When a London brewer offered a $25,000 prize for a London-to-London flight, there was a veritable flood of applications. Capt. Tully, who was director and chief of the Ontario Forestry Patrol, was selected. He was a graduate of the famous Gosport Flying School in England and, as an RAF test pilot, had flown many types of aircraft. He chose Medcalf, a wartime buddy, as his navigator.
A special aircraft was ordered from Detroit, powered by a Wright Whirlwind J-5, nine-cylinder radial engine of 225 hp. Tanks to hold 500 gallons were installed. Great excitement attended its delivery flight in August and subsequent trial runs.
While preparations for the London-London flight were being pressed, other hazardous over-water attempts were being made, many of them unsuccessful. In that year, 1927, 20 aviators, two of them women, lost their lives in trail-blazing missions. Seven others were killed during preparatory flights.
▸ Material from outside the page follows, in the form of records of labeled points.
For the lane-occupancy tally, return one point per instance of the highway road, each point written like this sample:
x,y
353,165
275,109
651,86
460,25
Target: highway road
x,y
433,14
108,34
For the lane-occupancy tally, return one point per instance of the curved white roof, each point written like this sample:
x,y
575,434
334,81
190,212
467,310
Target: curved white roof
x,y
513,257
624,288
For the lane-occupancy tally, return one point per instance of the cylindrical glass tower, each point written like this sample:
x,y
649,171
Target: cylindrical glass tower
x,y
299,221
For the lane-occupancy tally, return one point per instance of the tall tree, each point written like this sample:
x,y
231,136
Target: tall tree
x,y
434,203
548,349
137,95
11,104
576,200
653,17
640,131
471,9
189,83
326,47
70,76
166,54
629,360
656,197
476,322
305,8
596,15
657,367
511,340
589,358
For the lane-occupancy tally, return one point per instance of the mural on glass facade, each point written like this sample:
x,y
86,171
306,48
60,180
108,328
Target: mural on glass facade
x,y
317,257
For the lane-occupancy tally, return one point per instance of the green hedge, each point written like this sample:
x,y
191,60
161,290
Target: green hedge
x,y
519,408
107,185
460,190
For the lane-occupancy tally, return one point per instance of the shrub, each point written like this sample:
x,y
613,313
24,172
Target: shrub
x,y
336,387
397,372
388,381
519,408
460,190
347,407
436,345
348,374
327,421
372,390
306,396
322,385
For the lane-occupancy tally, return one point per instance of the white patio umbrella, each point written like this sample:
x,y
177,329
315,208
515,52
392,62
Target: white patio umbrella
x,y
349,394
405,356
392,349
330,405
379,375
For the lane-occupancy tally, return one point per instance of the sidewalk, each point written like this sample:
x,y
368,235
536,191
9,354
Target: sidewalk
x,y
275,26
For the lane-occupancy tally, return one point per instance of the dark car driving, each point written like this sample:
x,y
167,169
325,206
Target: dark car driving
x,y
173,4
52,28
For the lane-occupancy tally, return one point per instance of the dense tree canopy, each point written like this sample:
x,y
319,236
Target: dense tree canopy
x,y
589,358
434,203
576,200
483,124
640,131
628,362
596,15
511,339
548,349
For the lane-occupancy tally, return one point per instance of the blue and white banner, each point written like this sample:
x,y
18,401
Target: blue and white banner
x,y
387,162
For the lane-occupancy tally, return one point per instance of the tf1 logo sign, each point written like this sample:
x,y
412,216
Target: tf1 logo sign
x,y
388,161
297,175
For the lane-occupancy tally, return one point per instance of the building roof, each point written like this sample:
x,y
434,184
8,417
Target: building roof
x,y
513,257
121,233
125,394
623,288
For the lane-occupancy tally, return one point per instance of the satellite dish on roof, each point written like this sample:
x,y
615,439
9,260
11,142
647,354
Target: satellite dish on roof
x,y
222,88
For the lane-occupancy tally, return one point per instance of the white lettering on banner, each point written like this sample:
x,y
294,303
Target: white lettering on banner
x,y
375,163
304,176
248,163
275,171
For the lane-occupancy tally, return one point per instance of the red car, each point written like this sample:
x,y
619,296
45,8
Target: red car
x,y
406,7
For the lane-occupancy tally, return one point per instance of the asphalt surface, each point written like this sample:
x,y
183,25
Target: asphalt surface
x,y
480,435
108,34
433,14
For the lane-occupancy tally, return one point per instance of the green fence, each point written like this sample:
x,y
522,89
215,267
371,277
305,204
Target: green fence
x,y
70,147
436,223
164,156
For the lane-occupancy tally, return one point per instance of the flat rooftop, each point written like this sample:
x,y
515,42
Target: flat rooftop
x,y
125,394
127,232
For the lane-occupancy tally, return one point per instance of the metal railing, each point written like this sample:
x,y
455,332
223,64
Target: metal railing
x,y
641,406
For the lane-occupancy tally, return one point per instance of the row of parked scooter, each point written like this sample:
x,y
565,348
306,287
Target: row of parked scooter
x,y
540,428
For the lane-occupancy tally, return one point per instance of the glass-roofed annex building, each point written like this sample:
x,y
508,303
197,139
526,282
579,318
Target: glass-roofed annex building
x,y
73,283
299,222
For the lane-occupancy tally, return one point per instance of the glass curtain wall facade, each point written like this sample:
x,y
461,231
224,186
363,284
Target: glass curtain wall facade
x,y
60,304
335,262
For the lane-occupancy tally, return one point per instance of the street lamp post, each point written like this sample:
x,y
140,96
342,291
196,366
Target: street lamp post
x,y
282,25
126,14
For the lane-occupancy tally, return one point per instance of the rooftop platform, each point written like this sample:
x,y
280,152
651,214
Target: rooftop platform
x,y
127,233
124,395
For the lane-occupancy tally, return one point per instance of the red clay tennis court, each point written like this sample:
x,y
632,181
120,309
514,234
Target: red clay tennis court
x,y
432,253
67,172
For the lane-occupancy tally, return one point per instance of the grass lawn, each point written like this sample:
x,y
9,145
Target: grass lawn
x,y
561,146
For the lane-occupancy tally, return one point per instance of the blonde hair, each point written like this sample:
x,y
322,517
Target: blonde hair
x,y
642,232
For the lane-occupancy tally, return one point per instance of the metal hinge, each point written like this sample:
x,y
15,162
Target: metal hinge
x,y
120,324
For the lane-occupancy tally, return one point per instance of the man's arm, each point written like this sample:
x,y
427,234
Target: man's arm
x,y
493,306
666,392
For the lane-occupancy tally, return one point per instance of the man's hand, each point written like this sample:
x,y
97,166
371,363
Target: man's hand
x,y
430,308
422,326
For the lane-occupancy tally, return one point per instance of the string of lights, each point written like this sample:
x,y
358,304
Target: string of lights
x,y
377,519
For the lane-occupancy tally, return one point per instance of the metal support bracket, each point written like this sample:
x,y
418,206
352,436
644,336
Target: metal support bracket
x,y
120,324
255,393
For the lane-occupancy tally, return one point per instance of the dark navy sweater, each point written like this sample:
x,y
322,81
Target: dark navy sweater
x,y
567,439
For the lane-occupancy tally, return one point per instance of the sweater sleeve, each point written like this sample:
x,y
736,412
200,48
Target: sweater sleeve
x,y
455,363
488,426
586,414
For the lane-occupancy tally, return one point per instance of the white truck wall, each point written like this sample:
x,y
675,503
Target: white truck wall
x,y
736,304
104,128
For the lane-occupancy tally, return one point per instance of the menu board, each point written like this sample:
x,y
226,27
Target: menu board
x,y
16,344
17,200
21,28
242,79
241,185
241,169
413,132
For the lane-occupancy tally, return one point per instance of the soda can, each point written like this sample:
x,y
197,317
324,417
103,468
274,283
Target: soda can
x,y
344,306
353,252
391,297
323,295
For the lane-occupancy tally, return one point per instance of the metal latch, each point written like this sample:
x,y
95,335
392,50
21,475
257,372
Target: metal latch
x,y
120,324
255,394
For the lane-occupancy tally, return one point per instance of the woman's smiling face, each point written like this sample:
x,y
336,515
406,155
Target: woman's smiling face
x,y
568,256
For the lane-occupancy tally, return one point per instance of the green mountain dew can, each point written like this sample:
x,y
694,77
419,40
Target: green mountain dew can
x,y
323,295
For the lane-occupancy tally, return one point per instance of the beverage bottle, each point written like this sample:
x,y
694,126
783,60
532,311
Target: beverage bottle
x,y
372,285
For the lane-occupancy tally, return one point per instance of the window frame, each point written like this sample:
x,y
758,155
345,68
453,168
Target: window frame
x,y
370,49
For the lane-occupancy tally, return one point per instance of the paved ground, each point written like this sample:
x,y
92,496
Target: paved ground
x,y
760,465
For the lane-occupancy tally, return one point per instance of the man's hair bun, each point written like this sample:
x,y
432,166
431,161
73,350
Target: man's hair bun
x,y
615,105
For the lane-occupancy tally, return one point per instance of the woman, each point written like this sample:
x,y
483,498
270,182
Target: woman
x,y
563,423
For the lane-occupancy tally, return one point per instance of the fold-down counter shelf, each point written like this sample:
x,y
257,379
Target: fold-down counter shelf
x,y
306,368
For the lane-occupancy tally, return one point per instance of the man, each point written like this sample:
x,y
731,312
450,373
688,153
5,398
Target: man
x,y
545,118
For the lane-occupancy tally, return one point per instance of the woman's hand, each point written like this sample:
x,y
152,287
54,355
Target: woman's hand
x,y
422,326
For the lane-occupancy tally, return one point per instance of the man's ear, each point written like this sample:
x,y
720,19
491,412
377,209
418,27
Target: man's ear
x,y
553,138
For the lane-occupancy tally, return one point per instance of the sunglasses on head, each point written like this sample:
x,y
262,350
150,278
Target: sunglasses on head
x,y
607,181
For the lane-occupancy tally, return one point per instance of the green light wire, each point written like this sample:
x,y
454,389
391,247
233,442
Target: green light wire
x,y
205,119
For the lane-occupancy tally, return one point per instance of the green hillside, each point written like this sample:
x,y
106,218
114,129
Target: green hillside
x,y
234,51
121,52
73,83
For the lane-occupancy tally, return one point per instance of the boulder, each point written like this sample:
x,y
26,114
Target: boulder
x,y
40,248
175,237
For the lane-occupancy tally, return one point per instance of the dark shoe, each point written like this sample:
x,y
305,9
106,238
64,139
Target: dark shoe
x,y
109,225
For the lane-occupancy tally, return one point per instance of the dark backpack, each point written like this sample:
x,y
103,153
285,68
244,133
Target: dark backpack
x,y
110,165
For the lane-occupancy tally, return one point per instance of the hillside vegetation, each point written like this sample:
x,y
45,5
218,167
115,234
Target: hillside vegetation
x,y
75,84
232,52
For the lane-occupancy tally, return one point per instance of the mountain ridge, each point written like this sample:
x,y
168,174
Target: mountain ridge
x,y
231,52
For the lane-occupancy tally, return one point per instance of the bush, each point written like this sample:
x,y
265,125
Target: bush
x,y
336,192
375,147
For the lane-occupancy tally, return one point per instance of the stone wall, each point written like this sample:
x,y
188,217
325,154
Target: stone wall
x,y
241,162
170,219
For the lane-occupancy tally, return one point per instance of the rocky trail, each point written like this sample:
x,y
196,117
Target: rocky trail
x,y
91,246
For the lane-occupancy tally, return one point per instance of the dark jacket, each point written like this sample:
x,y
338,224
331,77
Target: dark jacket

These failures did not deter Tully and Medcalf, however, and preparations went ahead. The pair were sworn in as mail carriers. They were to carry special letters including one from Prime Minister King to King George V. A special stamp was made for this inaugural air mail service.
After all-night preparations, Tully and Medcalf climbed aboard their craft shortly after dawn on August 26. Amidst cheers from the throng lining the airport, the “Sir John Carling” took off on the great adventure. After a week of planning and excitement there was a let down as the plane disappeared over the eastern horizon and the base was soon deserted. Only a few boys were around shortly before noon when the monoplane slid back to earth. Tully reported encountering heavy fog and clouds near Kingston so had followed the sponsor’s orders for safety and returned.
The green light on weather conditions over the Atlantic came from Newfoundland on the last day of August and Tully decided to leave on the next day, Thursday, September 1. All the excitement of departure was repeated and an even larger crowd witnessed the take off.
The “Carling” was forced down early Friday morning near Caribou, Maine. After waiting for clear weather, Tully arrived at Harbour Grace, Nfld. Then the “Sir John Carling” took off at 7:24 am on Wednesday, September 7 and pointed its green nose toward Croydon Airport, London; a haven it never reached.
Apprehension grew as the 33 hours estimated for the flight slipped by and no flash came from England about the arrival. Thursday afternoon papers headlined the disappearance of the monoplane and its two intrepid flyers. Of course, no explanation could be given nor was expected, for the secret of those last few hours lay locked away beneath the waves of the Atlantic.
The flight of the “Carling” is just a hazy memory now with Atlantic flying as uneventful as crossing the street. Two northern Ontario lakes named in honour of Tully and Medcalf are their only memorial.